How LectureLink is built

A full-stack AI study platform — from audio transcription to adaptive mastery tracking. Here's what's under the hood.

Architecture Overview

lecturelink.caCloud Run: Next.js 16 frontend
api.lecturelink.caCloud Run: FastAPI backend + arq worker
RedisQueue + cache
SupabasePostgreSQL + pgvector + Auth + Storage
Google Gemini APITranscription, concepts, RAG

Frontend

Next.js 16 + React 19

App Router, RSC, 33 pages, streaming SSR, TypeScript strict mode.

Tailwind CSS 4 + shadcn/ui

Custom design system, oklch color space, semantic tokens, 173+ components.

Radix UI

Accessible primitives, WCAG keyboard nav, ARIA labels.

Backend

FastAPI + Python 3.12

22 API modules, Pydantic, fully async.

arq (Redis job queue)

Background workers, always-on Cloud Run.

Google Gemini 2.5 Flash

Single LLM for transcription, slides, concepts, quizzes, tutoring, RAG.

Data

Supabase (PostgreSQL + pgvector)

Auth, storage, RLS, hybrid search via RRF.

Gemini embeddings (2000-dim)

pgvector storage, hybrid_search RPC via UNION.

Redis

LLM caching, job queue, session state.

AI / ML

6-Stage Processing Pipeline

Input router → Transcription → Slides → Alignment → Concepts (V2, dedup-aware) → Embedding.

Bayesian Knowledge Tracing

Per-concept mastery, confidence-weighted, unified mastery.py.

4-Signal Readiness

Coverage 35%, Practice 30%, Freshness 20%, Effort 15%.

Concept Registry

Two-pass dedup (title + embedding cosine similarity).

Infrastructure

Google Cloud Run

3 services (API 2 CPU / 2 GB, Worker 1 CPU / 1 GB always-on, Web 256 MB).

GitHub Actions CI/CD

Workload Identity Federation, prod + staging pipelines.

Observability

Sentry, PostHog, Langfuse, bug reporting → GitHub Issues.

Testing

1,298

unit tests across 92 files

E2E

Playwright integration tests

Critic

Quiz critic agent validates question quality

Full

Integration tests for lecture processing pipeline

Key Engineering Decisions

Deterministic-first architecture

LLM calls are constrained and grounded in structured data.
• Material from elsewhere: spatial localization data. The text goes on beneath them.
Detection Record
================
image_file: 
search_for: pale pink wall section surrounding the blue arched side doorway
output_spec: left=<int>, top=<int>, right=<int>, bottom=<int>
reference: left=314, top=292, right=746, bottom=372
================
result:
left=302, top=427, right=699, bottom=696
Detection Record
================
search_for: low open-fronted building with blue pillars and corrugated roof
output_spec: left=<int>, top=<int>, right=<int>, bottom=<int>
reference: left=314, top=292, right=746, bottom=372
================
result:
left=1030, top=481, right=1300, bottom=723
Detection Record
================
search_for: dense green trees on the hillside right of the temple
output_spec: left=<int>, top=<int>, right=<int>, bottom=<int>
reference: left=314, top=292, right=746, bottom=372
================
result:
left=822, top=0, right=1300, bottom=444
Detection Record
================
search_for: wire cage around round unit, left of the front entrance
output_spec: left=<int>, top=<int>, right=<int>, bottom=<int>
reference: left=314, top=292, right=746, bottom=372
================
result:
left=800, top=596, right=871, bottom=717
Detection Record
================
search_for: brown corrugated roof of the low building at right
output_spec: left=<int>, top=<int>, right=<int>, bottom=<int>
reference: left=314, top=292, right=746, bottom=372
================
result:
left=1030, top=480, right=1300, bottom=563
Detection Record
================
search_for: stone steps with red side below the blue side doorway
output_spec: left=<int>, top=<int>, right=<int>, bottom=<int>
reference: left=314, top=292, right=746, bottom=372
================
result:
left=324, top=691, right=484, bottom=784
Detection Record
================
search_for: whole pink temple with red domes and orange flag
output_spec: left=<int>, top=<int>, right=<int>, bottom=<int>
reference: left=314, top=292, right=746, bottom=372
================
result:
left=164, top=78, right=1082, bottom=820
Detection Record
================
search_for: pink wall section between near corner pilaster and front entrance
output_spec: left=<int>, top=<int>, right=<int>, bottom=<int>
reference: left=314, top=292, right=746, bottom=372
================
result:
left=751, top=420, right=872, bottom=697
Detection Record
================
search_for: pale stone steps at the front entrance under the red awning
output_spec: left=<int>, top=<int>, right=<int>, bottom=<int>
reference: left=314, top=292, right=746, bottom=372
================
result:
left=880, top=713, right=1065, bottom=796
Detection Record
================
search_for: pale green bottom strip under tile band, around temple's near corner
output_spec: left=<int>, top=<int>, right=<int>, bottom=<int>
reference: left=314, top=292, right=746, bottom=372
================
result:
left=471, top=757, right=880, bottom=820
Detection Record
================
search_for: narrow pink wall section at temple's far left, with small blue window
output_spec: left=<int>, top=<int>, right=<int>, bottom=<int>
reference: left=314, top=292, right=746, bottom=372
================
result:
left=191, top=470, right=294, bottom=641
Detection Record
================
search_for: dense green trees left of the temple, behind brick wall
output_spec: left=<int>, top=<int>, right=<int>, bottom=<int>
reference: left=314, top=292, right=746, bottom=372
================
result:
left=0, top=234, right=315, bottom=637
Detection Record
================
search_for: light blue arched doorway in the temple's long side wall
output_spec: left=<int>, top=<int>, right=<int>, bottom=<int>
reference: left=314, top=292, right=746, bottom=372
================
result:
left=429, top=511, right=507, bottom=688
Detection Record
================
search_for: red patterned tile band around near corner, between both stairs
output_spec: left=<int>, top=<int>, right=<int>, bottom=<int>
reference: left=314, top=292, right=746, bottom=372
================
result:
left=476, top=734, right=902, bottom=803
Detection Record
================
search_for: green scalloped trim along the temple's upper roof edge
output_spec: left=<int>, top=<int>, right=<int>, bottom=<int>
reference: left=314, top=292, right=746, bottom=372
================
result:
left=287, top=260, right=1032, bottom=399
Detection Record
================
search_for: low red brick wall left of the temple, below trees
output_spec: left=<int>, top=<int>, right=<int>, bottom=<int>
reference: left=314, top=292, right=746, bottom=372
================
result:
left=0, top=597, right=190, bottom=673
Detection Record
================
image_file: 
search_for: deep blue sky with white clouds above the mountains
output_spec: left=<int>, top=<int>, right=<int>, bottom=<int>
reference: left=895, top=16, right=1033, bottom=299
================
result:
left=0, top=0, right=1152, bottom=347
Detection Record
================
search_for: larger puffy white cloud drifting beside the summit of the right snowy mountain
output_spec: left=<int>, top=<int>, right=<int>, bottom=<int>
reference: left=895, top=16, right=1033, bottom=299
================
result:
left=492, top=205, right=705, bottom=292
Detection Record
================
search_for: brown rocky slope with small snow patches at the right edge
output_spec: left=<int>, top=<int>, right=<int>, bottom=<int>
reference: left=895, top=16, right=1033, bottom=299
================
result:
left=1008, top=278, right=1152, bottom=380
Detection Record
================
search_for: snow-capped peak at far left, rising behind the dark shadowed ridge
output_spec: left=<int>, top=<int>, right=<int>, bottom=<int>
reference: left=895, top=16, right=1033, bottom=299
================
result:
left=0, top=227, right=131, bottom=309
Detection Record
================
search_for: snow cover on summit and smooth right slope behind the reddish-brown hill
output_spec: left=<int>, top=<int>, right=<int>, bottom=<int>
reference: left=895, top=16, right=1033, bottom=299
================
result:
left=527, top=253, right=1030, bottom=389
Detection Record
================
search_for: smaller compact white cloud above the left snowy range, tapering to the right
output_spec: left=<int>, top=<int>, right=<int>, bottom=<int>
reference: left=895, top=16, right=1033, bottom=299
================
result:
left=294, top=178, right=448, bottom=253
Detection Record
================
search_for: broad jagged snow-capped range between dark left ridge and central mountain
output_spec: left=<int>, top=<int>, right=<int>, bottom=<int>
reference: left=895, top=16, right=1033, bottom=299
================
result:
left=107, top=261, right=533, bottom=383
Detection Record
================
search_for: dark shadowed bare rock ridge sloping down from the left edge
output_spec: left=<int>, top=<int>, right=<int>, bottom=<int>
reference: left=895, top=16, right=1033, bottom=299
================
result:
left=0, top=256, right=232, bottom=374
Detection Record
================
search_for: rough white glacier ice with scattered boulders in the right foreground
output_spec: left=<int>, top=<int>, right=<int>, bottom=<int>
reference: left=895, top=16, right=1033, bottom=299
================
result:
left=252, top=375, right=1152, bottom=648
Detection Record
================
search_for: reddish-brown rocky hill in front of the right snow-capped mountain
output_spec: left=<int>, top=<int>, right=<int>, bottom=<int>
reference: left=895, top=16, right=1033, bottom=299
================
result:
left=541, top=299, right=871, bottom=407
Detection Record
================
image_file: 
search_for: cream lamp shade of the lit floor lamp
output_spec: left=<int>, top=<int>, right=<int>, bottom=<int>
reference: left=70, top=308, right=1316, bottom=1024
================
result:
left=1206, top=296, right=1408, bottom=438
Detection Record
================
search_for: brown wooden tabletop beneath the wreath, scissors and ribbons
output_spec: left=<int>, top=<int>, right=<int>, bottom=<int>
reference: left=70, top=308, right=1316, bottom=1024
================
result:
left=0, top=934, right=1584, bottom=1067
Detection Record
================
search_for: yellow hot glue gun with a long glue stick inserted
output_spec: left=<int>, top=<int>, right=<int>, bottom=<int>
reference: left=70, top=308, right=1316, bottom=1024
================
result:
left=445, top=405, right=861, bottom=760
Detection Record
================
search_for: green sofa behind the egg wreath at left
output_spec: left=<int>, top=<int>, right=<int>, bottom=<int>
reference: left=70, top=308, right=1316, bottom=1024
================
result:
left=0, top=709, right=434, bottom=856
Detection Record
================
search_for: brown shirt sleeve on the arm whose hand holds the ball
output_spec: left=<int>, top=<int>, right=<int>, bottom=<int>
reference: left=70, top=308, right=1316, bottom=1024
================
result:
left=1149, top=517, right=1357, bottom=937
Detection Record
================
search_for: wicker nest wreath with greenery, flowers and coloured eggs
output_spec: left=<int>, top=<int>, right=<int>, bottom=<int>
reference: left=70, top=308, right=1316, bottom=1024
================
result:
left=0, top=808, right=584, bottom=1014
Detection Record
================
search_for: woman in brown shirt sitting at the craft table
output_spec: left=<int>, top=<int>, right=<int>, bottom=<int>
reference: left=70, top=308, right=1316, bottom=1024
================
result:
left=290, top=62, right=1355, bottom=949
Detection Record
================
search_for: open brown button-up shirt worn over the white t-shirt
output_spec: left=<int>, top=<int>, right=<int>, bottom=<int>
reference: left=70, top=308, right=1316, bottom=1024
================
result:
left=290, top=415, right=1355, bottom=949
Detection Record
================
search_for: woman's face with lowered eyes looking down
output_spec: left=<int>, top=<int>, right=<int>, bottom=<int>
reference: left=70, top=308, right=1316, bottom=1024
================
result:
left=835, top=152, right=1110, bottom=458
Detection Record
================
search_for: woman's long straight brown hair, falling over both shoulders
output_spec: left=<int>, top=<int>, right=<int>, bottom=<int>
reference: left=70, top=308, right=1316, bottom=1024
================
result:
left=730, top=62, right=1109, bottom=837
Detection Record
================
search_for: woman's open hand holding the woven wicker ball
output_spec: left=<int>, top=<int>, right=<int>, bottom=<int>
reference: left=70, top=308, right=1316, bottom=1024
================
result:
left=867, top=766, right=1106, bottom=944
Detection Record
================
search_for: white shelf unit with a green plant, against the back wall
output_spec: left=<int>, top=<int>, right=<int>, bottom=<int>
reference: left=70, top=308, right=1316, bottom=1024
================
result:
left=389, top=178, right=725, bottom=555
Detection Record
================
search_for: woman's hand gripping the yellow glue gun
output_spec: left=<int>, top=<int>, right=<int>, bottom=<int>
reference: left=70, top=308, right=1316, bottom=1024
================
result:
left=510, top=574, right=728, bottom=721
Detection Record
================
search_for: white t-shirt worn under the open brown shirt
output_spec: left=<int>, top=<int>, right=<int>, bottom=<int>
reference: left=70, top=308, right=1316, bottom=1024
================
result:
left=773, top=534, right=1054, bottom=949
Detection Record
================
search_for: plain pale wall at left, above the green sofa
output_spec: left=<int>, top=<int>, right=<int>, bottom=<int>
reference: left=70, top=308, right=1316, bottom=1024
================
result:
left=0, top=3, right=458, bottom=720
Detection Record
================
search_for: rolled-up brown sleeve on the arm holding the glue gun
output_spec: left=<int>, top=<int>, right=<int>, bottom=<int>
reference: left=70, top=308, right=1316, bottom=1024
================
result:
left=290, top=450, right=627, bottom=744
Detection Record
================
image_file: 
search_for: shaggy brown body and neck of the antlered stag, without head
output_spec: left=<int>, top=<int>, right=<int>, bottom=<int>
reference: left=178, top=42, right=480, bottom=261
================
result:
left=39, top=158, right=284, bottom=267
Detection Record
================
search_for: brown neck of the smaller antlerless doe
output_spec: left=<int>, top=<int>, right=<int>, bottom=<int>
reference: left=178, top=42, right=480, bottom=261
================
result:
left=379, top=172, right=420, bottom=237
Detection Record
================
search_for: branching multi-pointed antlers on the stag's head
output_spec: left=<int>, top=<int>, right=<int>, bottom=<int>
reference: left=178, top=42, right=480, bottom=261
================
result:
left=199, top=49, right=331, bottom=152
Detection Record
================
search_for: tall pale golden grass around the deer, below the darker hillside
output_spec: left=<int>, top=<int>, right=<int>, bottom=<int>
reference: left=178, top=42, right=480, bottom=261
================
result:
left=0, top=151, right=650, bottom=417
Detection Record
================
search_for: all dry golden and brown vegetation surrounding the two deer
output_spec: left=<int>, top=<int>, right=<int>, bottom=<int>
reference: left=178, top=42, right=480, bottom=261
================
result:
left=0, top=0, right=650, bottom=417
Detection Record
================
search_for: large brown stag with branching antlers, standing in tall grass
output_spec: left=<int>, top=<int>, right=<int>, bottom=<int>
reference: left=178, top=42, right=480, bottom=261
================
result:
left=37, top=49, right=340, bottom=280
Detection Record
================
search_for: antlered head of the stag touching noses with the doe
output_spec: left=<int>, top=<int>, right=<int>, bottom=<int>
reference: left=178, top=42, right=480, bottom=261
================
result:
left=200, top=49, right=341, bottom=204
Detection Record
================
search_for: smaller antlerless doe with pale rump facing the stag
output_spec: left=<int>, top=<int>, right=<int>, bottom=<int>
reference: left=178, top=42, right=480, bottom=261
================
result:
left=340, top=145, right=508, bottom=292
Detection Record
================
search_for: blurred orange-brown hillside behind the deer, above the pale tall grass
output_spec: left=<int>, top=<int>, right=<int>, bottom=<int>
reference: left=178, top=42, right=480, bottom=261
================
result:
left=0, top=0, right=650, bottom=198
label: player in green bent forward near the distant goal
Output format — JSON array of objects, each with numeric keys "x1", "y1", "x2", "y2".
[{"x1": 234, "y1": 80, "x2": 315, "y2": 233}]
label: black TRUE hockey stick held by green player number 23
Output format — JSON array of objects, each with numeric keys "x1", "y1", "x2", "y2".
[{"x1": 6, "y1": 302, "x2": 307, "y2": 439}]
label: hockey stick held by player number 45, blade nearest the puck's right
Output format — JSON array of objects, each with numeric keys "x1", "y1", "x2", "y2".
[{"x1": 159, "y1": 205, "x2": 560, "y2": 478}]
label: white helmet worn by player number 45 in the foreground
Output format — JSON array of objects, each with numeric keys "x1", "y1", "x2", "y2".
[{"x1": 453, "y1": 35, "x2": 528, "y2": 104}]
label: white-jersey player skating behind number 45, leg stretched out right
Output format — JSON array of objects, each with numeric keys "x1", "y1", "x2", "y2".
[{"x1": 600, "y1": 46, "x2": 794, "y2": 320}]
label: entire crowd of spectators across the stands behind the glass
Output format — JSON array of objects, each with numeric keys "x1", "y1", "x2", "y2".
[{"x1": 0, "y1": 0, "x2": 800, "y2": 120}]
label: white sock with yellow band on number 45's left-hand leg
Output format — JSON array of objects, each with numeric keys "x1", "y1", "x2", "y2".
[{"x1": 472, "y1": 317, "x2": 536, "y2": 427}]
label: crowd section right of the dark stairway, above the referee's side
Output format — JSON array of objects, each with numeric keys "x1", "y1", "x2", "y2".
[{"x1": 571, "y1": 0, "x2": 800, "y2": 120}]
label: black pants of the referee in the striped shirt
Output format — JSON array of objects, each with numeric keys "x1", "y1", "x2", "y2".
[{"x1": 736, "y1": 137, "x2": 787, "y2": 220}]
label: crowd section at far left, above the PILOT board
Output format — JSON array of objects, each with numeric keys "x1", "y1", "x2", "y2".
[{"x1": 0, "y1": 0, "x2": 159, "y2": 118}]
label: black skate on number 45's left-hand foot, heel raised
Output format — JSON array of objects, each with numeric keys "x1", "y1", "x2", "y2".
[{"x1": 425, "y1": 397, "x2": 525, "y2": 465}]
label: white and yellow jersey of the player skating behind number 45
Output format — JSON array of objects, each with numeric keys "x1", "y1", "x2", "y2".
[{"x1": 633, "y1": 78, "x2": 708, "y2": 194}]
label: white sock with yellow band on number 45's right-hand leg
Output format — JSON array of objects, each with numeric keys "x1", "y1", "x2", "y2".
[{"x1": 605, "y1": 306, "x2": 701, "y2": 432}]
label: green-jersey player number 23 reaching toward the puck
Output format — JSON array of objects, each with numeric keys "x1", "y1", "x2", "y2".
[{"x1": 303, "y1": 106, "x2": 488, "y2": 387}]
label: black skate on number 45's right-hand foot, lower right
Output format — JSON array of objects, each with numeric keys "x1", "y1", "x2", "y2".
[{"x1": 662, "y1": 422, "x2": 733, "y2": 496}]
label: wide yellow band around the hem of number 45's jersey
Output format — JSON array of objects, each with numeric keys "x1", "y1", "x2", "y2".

If the LLM fails, deterministic layers (schedule-based, keyword overlap, embedding similarity) still work.

Unified mastery system

One learning_events table and a shared mastery module replaced fragmented tracking across features. Single source of truth.

Parallel execution

Development decomposed into non-conflicting tracks with explicit sync points, yielding ~3× throughput over sequential execution.

Syllabus locking

Syllabus confirmed by student then locked. Re-upload requires full course deletion. Eliminates complex cascade cleanup.